Name at birth: Quincy Delight Jones, Jr.

Quincy Jones has worked as an arranger, composer and producer for some of the greatest performers of swing, jazz, blues and hip-hop, from Miles Davis and Frank Sinatra to Little Richard and Michael Jackson.

Quincy Jones was raised in Seattle and began studies in Boston at the prestigious Schillinger House (later Berklee College of Music) in Boston in 1951. But he left to tour with the band of Lionel Hampton, later touring with Dizzy Gillespie and others. He soon gained a reputation as an arranger and composer, and by the end of the decade he was leading his own bands.

Nicknamed “Q,” Jones also became a noted composer of film and television scores. He was especially active in the 1960s and 1970s: he composed moody, jazzy scores for films like In the Heat of the Night (1967, starring Sidney Poitier), The Anderson Tapes (1971, starring Sean Connery) and The Getaway (1972, starring Steve McQueen).

In his next incarnation, Jones became a superstar producer.

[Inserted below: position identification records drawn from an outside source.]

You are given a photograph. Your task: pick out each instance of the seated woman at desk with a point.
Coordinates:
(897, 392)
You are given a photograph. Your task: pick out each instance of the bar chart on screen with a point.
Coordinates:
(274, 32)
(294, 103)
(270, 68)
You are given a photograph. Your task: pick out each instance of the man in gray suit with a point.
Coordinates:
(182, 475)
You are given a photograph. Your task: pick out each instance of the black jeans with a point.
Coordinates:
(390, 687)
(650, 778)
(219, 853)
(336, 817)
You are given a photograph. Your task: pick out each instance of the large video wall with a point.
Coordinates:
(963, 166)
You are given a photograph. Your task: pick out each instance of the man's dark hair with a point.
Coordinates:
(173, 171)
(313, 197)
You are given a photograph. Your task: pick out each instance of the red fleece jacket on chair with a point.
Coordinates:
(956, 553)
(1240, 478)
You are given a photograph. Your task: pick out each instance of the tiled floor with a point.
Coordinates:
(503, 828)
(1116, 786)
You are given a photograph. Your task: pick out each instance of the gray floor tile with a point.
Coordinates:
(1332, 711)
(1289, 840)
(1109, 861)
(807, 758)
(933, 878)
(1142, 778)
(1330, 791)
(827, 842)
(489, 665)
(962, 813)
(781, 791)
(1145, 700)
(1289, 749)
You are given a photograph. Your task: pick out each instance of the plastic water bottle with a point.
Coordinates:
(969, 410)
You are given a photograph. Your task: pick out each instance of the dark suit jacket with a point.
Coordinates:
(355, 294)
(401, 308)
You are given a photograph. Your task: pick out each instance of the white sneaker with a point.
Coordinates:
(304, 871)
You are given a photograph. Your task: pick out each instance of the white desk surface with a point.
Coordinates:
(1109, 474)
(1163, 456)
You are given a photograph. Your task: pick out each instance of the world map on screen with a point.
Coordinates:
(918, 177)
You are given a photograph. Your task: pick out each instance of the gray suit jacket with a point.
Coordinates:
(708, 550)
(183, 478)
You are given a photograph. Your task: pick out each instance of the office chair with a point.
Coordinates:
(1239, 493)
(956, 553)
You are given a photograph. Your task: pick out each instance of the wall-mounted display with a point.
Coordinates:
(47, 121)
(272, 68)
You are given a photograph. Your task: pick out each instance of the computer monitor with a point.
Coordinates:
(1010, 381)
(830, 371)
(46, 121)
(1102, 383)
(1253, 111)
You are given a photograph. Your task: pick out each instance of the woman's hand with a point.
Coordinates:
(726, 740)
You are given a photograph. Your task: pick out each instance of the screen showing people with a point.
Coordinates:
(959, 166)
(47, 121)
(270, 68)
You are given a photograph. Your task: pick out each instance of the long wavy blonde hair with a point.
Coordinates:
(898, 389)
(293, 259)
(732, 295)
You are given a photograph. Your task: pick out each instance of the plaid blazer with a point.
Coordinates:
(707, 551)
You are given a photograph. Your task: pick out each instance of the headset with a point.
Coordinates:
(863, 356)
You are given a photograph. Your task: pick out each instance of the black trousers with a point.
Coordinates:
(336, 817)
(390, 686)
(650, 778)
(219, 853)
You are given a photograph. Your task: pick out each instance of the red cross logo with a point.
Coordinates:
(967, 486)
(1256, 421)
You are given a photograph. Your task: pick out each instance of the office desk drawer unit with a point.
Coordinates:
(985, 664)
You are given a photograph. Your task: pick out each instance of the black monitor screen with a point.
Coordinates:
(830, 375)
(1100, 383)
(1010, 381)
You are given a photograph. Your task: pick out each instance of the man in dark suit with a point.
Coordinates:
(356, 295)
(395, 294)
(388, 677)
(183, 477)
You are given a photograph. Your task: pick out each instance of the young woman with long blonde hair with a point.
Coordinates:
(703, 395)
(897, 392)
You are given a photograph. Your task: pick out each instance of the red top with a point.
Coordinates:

He produced Michael Jackson’s biggest hit albums, including Off the Wall (1979), Thriller (1982) and Bad (1987), and was also the producer and conductor for the famous “We Are The World” charity single in 1985.

Quincy Jones is also the founder of VIBE magazine and Qwest Broadcasting, and has won more than two dozen Grammys. Quincy Jones was inducted into the Rock & Roll Hall of Fame in 2013.

Extra credit

Quincy Jones has been married three times: to the former Jeri Caldwell (from 1957 until their divorce in 1966); to model Ulla Andersson (from 1967 until their divorce in 1974); and to Mod Squad actress Peggy Lipton (from 1974 until their divorce in 1990). He has seven children in all, including the actress Rashida Jones (b. 1976), his daughter with Lipton… Quincy Jones’s arrangement of “Fly Me To The Moon” was the first song played on the moon, during the lunar visit of Neil Armstrong and Buzz Aldrin aboard Apollo 11 in 1969.